Figura 2. Colheita com derriça.

Fonte: COSTA (2013).

A etapa de armazenamento final dos frutos ocorre da mesma maneira tanto no modo derriça, quanto no método considerado tradicional, com uso de sacola, consistindo no deslocamento do trabalhador até o bag, para despejo dos frutos da sacola (LOPES et al., 2000; COSTA, 2013). Rodrigues et al. (2008), em seu estudo, abordaram o método de colheita manual de laranja com uso de caixas plásticas ao invés de bags para armazenamento final dos frutos colhidos.

Segundo Costa (2013), a articulação da coluna, principalmente o segmento lombar, foi indicada como uma das mais afetadas e de maior desconforto no trabalho de colheita manual de laranja, estando relacionada às atividades de colheita dos frutos do chão na derriça, armazenamento dos frutos, manuseio e sustentação da sacola.

De acordo com os estudos de Granata et al. (1999) e Fathallah (2010), as condições de trabalho acima citadas, acerca da colheita manual de laranja, configuram uma condição insatisfatória de trabalho, conforme exposto pelos autores, dada a exposição do trabalhador ao desenvolvimento de distúrbios osteomusculares relacionados ao trabalho (DORT), os quais são decorrentes de levantamentos prolongados e repetitivos de carga, identificados como um dos principais riscos de disfunções na coluna na agricultura.

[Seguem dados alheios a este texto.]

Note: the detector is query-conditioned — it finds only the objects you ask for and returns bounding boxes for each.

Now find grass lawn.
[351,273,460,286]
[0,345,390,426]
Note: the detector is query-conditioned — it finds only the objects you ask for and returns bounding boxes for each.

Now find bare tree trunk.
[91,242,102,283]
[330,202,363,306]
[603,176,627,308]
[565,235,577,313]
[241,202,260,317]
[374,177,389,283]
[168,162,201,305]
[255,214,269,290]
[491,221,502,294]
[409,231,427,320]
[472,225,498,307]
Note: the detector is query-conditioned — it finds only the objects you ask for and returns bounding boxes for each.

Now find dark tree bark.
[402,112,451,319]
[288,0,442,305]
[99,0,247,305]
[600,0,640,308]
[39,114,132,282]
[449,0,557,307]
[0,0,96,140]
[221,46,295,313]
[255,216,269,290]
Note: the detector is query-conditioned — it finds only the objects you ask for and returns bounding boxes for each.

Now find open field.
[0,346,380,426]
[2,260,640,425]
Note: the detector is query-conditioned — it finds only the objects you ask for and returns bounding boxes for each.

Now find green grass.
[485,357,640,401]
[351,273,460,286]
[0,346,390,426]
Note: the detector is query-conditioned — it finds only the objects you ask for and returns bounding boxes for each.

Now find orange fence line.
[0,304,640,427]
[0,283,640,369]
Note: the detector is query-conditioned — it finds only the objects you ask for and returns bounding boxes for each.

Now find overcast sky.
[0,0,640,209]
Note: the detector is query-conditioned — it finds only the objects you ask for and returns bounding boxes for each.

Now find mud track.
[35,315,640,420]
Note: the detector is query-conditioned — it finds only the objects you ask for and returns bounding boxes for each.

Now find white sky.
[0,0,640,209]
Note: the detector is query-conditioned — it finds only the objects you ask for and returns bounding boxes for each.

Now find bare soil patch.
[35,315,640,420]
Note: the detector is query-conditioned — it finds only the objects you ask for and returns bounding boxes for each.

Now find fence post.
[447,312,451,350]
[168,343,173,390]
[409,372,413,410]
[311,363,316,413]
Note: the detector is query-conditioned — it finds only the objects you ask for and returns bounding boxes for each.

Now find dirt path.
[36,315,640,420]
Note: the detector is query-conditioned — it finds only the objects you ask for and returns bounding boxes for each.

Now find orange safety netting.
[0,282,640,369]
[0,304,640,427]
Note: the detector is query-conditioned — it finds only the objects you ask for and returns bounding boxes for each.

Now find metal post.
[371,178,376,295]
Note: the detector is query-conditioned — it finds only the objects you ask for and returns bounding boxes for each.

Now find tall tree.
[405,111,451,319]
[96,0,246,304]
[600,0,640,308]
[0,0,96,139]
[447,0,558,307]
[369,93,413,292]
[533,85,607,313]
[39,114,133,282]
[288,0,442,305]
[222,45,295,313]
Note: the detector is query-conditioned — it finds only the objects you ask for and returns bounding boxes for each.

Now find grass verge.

A tarefa de colheita também apresenta alto teor cognitivo, com ações que demandam atenção para não ferir o fruto, tronco e galhos da planta, a fim de não prejudicar a safra seguinte; além disso, os trabalhadores não devem romper a casca do fruto, evitando para isso o arranque

do mesmo com o pedúnculo, já que este elemento pode perfurar outros frutos, quando em estoque e fase de transporte (NASCENTE et al. 2004; COSTA, 2013).

Ainda para os autores, outras orientações referem-se à retirada de frutos apenas maduros, evitar derrubar frutos no solo e realizar a tarefa de forma rápida. Com relação à higiene, os colhedores devem manter o hábito de aparar as unhas e usar luvas de algodão, reduzindo assim danos aos frutos.

Os pomares de citros apresentam duas a três floradas, ou seja, dois a três períodos de maturação diferentes, o que amplia a duração da colheita, entretanto neste último período de maturação os frutos são poucos e esparsos nas árvores, caracterizando o período de colheita chamado repasse, o qual não favorece o trabalhador, pois há grande deslocamento e baixa produtividade (BAPTISTELLA, 1998).

A variabilidade do processo de colheita também incide na forma de organização do trabalho pelos colhedores, em que optam por trabalhar de forma individual, ou em parceria. A escolha desta última, normalmente, é feita entre familiares, evitando conflitos de competição por produtividade com desconhecidos (BAPTISTELLA et al., 1996; COSTA, 2013).

O rendimento da colheita manual está relacionado com as condições de manutenção dos pomares, grau de dificuldade de colheita (declividade do terreno, densidade de plantio, altura da planta, etc), acometimento de doenças e o desenvolvimento de variedades dos frutos (TACHIBANA et al., 2002). No Brasil, estudos apontam para uma média de 80 caixas de 27,2 kg por colhedor, podendo essa quantidade variar entre 60 e 101 caixas (BAPTISTELLA et al., 1996).

Estudos internacionais mostram semelhança com o Brasil no uso da colheita manual como principal técnica de retirada dos frutos nas propriedades citrícolas. Na Espanha, o uso desse método é majoritário devido à destinação da produção para o mercado in natura (JUSTE et al., 1991; TORREGROSA et al., 2012). Por sua vez, na Flórida, apesar de testes e desenvolvimento de máquinas de colheita, ainda há a predominância do uso de escadas, característica do sistema manual, com evolução apenas do sistema de carregamento de frutos do campo para indústria e mercado (ROKA et al., 2001).